Pour conclure cette longue note, encore une citation : « Quiconque voudrait brandir les atrocités de la guerre comme argument contre l'empathie humaine doit donc y regarder à deux fois. Les deux ne s'excluant pas mutuellement, il est important de réfléchir à la difficulté qu'éprouvent la plupart des hommes à appuyer sur la détente.  Pourquoi, si ce n'est par empathie envers leurs semblables ? Complexe sur le plan psychologique, la guerre semble davantage imputable aux hiéarchies et à l'obéissance aux ordres qu'à l'agression et au manque de pitié. » (p. 319)
3 - « Church, qui apprenait à ses sujets d'expérience à obtenir de la nourriture en pressant un levier, s'aperçut que si un rat remarquait que cette pression envoyait une décharge électrique à un autre rat, il cessait de l'exercer. » (p. 109)

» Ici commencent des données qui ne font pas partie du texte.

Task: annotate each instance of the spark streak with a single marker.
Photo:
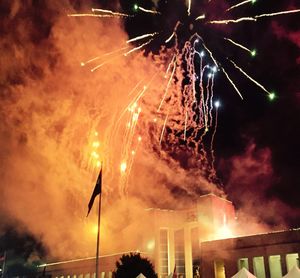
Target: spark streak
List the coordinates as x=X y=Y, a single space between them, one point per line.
x=189 y=7
x=232 y=83
x=111 y=13
x=148 y=11
x=211 y=55
x=278 y=13
x=174 y=32
x=142 y=37
x=239 y=4
x=137 y=48
x=163 y=129
x=239 y=45
x=226 y=21
x=200 y=17
x=167 y=88
x=249 y=77
x=106 y=54
x=185 y=125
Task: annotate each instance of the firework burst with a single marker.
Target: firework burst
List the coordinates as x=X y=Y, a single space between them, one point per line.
x=187 y=114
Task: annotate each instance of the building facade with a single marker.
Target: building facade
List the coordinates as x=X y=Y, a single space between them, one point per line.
x=269 y=255
x=196 y=242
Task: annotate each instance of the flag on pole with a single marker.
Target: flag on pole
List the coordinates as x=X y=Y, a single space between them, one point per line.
x=97 y=191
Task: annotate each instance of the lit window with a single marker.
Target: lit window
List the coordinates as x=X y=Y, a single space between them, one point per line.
x=275 y=266
x=292 y=260
x=243 y=262
x=259 y=267
x=219 y=269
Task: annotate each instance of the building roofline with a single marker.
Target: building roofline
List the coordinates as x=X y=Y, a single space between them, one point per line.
x=214 y=195
x=90 y=258
x=251 y=235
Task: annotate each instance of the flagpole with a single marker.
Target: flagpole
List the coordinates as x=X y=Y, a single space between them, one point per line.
x=98 y=236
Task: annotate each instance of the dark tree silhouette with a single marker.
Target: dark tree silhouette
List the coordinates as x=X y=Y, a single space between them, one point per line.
x=130 y=266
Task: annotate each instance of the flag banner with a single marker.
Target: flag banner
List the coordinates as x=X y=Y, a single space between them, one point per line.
x=97 y=191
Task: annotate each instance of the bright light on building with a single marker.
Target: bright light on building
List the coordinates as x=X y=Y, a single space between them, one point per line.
x=96 y=144
x=151 y=244
x=217 y=104
x=224 y=232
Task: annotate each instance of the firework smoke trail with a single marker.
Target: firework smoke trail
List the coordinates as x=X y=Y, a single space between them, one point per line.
x=126 y=156
x=197 y=100
x=185 y=125
x=217 y=104
x=240 y=4
x=211 y=99
x=249 y=77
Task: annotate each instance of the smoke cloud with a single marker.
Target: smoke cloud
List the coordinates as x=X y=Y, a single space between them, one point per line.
x=51 y=108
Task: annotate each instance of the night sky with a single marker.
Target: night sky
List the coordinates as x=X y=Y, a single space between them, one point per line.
x=266 y=127
x=49 y=105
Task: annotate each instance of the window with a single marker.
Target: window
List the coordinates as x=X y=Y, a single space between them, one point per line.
x=219 y=269
x=275 y=266
x=243 y=262
x=291 y=261
x=179 y=253
x=259 y=267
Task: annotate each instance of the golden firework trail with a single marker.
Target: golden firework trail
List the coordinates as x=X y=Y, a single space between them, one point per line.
x=106 y=54
x=148 y=11
x=142 y=37
x=90 y=15
x=189 y=6
x=240 y=4
x=200 y=17
x=111 y=13
x=249 y=77
x=169 y=66
x=185 y=125
x=226 y=21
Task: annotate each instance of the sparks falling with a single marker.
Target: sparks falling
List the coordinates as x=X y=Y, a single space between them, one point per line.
x=185 y=110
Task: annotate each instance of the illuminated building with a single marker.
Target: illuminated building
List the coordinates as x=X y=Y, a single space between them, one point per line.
x=198 y=240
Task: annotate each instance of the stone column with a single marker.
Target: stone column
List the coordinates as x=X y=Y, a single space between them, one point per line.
x=267 y=267
x=283 y=264
x=188 y=253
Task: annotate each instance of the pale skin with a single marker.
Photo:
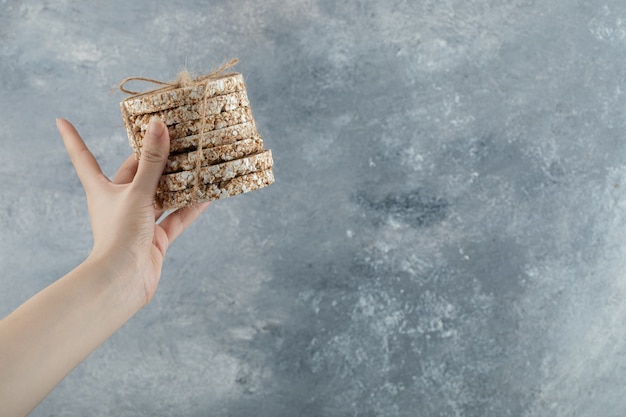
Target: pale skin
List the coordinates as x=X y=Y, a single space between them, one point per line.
x=55 y=330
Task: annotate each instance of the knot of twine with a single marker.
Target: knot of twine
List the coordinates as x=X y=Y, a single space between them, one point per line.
x=185 y=80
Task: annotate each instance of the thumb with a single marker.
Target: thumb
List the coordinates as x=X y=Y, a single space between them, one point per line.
x=154 y=153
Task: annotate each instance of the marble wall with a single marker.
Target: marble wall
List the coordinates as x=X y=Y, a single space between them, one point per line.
x=445 y=236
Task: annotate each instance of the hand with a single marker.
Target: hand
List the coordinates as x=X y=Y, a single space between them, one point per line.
x=126 y=234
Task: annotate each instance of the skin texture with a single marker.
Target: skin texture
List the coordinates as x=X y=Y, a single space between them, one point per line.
x=52 y=332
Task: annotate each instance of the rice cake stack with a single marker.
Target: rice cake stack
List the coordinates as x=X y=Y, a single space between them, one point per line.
x=215 y=149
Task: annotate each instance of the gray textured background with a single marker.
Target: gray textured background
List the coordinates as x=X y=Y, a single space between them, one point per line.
x=446 y=236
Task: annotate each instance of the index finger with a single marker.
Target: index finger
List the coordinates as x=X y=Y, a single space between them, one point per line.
x=83 y=160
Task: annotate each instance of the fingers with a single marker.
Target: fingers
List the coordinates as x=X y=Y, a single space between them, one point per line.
x=83 y=160
x=127 y=171
x=177 y=222
x=154 y=153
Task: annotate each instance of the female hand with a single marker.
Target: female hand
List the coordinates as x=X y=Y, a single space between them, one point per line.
x=126 y=232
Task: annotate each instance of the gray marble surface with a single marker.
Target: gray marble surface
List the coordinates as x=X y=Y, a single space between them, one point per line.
x=446 y=235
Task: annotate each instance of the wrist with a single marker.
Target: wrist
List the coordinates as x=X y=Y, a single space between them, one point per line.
x=117 y=272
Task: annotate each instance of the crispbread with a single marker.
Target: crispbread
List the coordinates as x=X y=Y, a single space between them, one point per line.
x=213 y=122
x=214 y=155
x=214 y=105
x=151 y=103
x=208 y=192
x=216 y=173
x=214 y=137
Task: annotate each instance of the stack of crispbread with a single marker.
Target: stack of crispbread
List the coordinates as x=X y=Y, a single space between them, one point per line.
x=213 y=114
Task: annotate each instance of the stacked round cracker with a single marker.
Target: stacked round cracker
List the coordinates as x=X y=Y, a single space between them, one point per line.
x=215 y=149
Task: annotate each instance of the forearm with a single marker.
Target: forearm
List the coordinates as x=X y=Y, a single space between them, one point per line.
x=51 y=333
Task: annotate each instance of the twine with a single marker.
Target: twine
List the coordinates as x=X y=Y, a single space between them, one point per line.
x=184 y=80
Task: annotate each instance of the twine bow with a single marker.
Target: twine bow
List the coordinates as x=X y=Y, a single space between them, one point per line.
x=184 y=80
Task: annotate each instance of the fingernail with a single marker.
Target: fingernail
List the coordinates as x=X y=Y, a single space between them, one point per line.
x=155 y=127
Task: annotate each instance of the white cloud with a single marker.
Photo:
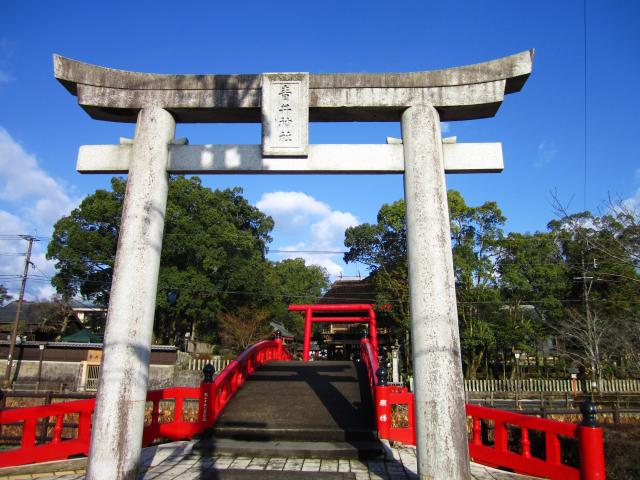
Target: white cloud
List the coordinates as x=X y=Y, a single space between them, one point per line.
x=32 y=201
x=632 y=203
x=317 y=227
x=547 y=152
x=330 y=230
x=292 y=210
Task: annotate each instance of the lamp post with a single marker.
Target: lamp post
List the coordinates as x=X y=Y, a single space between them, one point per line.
x=516 y=354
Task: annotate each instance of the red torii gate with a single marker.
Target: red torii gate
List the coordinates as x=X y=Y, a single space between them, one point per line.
x=308 y=310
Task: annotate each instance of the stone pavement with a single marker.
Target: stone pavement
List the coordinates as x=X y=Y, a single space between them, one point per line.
x=178 y=460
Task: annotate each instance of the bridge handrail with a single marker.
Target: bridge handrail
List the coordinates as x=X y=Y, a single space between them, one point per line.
x=398 y=427
x=42 y=446
x=218 y=393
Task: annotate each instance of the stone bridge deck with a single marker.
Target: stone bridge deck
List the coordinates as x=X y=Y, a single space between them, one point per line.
x=178 y=460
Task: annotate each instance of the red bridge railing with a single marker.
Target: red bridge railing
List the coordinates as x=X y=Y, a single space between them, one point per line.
x=396 y=421
x=44 y=430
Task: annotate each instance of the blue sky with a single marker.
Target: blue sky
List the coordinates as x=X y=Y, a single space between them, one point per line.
x=542 y=129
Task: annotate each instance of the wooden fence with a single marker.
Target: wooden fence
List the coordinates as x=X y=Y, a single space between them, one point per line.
x=542 y=385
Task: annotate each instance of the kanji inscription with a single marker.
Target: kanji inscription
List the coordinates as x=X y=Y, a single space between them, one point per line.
x=285 y=114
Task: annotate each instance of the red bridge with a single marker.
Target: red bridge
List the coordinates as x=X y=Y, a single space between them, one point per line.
x=267 y=403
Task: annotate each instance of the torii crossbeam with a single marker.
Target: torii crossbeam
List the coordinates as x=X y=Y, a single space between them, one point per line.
x=285 y=103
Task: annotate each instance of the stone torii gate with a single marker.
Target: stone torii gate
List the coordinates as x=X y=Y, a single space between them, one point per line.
x=285 y=103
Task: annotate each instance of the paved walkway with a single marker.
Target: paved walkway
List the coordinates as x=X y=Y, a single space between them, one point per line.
x=178 y=460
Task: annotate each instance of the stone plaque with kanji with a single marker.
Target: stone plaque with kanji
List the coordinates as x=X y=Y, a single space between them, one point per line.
x=285 y=114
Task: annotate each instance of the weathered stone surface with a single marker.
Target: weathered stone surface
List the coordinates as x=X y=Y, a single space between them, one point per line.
x=441 y=434
x=330 y=159
x=285 y=114
x=116 y=435
x=472 y=91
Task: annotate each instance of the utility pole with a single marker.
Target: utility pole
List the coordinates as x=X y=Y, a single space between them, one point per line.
x=16 y=320
x=590 y=322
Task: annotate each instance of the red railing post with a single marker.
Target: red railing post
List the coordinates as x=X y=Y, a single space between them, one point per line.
x=591 y=444
x=477 y=431
x=306 y=346
x=592 y=465
x=373 y=331
x=525 y=443
x=57 y=430
x=206 y=408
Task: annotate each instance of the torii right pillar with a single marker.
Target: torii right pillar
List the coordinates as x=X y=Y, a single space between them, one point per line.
x=441 y=434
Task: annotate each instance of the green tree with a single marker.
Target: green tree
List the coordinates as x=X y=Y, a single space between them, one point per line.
x=601 y=311
x=474 y=233
x=213 y=254
x=292 y=281
x=532 y=283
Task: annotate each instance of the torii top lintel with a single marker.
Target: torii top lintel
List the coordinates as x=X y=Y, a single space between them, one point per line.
x=460 y=93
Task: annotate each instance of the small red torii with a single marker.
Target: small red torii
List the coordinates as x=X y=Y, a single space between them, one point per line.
x=369 y=317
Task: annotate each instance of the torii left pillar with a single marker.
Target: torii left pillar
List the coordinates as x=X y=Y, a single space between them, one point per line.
x=116 y=436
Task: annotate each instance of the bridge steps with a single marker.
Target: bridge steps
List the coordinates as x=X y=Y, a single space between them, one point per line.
x=310 y=409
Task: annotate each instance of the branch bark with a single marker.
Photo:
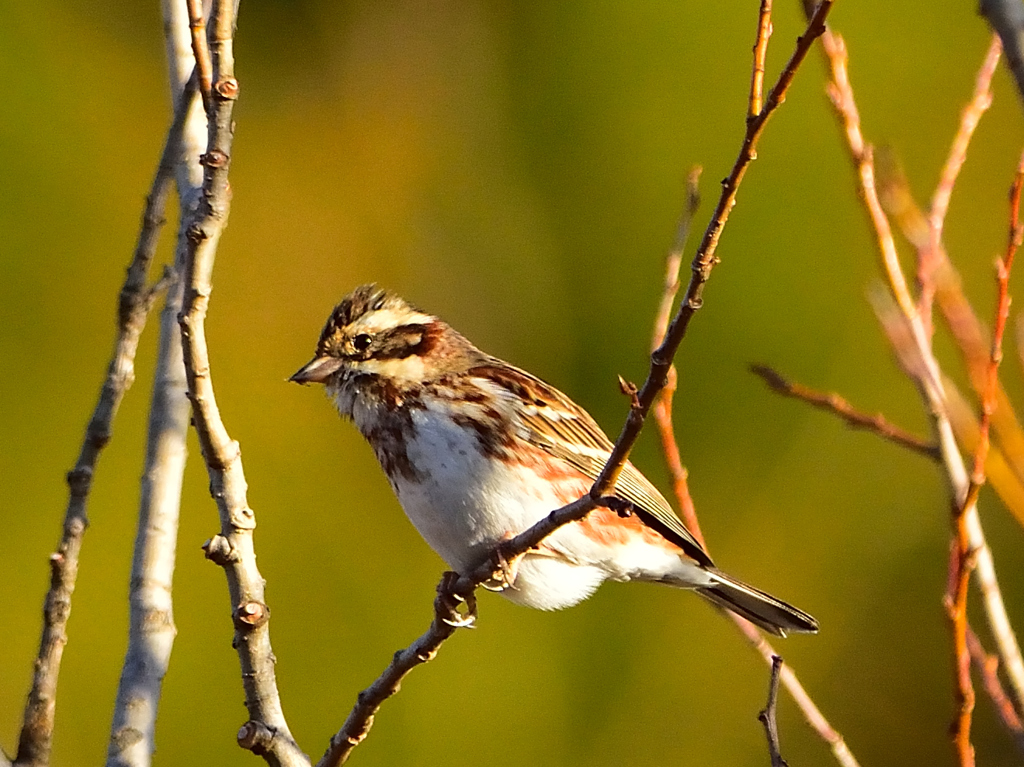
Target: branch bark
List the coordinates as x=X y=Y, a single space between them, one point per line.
x=767 y=716
x=135 y=300
x=152 y=631
x=266 y=733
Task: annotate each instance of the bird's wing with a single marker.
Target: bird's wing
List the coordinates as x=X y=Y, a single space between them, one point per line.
x=557 y=425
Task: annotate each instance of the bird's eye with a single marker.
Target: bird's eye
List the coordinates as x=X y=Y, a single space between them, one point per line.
x=361 y=342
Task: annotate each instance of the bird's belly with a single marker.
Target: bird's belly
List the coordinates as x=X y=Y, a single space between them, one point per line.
x=464 y=501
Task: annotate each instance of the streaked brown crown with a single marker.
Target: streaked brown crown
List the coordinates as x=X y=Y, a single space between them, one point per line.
x=372 y=326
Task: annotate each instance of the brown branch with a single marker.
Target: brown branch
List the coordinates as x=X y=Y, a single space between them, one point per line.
x=663 y=406
x=706 y=258
x=201 y=49
x=839 y=407
x=267 y=732
x=756 y=102
x=813 y=716
x=151 y=624
x=494 y=567
x=1006 y=18
x=962 y=562
x=928 y=376
x=134 y=302
x=988 y=667
x=767 y=716
x=981 y=99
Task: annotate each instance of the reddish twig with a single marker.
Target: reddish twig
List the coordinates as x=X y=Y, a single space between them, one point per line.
x=707 y=257
x=810 y=711
x=464 y=587
x=756 y=102
x=922 y=364
x=962 y=562
x=201 y=49
x=979 y=103
x=988 y=667
x=836 y=405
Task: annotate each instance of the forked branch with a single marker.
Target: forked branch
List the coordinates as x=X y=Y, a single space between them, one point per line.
x=266 y=733
x=463 y=588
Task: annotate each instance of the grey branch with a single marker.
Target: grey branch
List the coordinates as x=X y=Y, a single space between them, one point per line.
x=267 y=732
x=151 y=632
x=135 y=301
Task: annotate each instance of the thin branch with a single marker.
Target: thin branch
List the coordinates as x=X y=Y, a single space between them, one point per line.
x=495 y=566
x=201 y=50
x=981 y=99
x=706 y=258
x=663 y=406
x=767 y=716
x=988 y=667
x=134 y=302
x=1007 y=18
x=929 y=376
x=756 y=102
x=932 y=256
x=813 y=716
x=839 y=407
x=152 y=631
x=962 y=560
x=267 y=732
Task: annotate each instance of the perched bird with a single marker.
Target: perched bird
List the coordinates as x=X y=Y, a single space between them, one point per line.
x=477 y=451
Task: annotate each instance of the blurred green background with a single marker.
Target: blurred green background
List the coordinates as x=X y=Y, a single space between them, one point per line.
x=519 y=170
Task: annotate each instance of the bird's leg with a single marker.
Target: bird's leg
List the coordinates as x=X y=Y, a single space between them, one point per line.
x=619 y=505
x=505 y=570
x=449 y=601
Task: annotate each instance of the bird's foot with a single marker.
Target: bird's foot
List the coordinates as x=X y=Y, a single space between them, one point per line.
x=449 y=602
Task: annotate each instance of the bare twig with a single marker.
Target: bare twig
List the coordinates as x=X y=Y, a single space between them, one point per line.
x=756 y=102
x=836 y=405
x=152 y=631
x=971 y=116
x=962 y=560
x=988 y=667
x=267 y=732
x=767 y=716
x=841 y=752
x=663 y=406
x=204 y=68
x=1007 y=18
x=707 y=257
x=928 y=376
x=463 y=588
x=134 y=302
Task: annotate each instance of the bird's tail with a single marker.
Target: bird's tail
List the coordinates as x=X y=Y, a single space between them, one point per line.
x=760 y=608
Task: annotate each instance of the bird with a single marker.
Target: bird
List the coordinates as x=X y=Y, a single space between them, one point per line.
x=477 y=451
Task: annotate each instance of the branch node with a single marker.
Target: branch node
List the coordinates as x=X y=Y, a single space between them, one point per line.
x=214 y=159
x=219 y=551
x=226 y=88
x=80 y=479
x=251 y=614
x=256 y=736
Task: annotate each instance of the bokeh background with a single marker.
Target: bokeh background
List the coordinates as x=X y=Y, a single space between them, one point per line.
x=517 y=168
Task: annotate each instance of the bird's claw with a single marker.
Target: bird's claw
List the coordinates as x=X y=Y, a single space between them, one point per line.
x=449 y=601
x=505 y=572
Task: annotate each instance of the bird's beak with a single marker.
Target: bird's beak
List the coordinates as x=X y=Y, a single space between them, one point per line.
x=317 y=370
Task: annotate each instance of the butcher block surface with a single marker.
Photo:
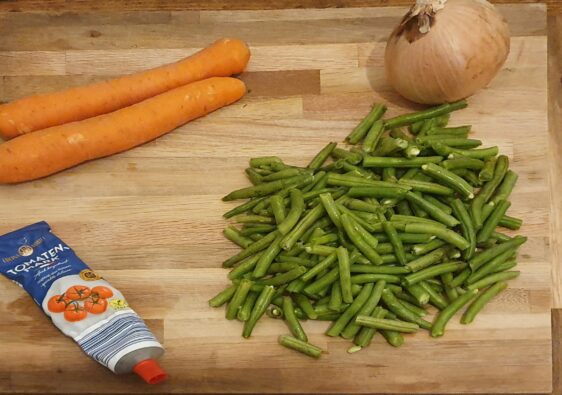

4 - Je ne sais pas si par « camaraderie sociale » Frans de Waal intègre, en évitant de la nommer pour ne pas choquer ses lecteurs les plus puritains, la sexualité. Elle est la plus forte relation entre deux (ou plusieurs) individus et, dans l'espèce humaine, elle n'est qu'accidentellement liée à la reproduction (je ferai un billet aussi sur ce sujet qui est majeur pour l'organisation des sociétés). La sexualité est d'abord un intense plaisir, considéré comme le plaisir le plus intense qu'un corps peut éprouver et elle est recherchée d'abord - sinon uniquement - pour cela. C'est cette recherche du plaisir relationnel, de la fusion des corps, de la réciprocité du partage produit qui organise des complicités (mais aussi des conflits) entre individus. Contrairement aux espèces où un signal (les phéromones) produit une action de la part du mâle sur la femelle et conduit à la reproduction, chez nous c'est le néocortex qui prend le dessus, produit attirance et envie puis le toucher fait le reste. Ce rôle du plaisir fait partie des tabous sociaux dans un monde porté sur la valorisation de l'effort et la répression de l'hédonisme, pourtant il semble bien être fondamental, il est au cœur de l'empathie. « L'empathie nous attire irrésistiblement dans la situation d'autrui. Oui, nous éprouvons du plaisir à aider les autres, mais puisqu'il nous touche à travers l'autre, et seulement ainsi, ce plaisir est authentiquement altruiste.» (p. 175). À ce sujet voir aussi cette expérimentation de l'Université de Zurich qui vient confirmer les recherches de Frans de Waal.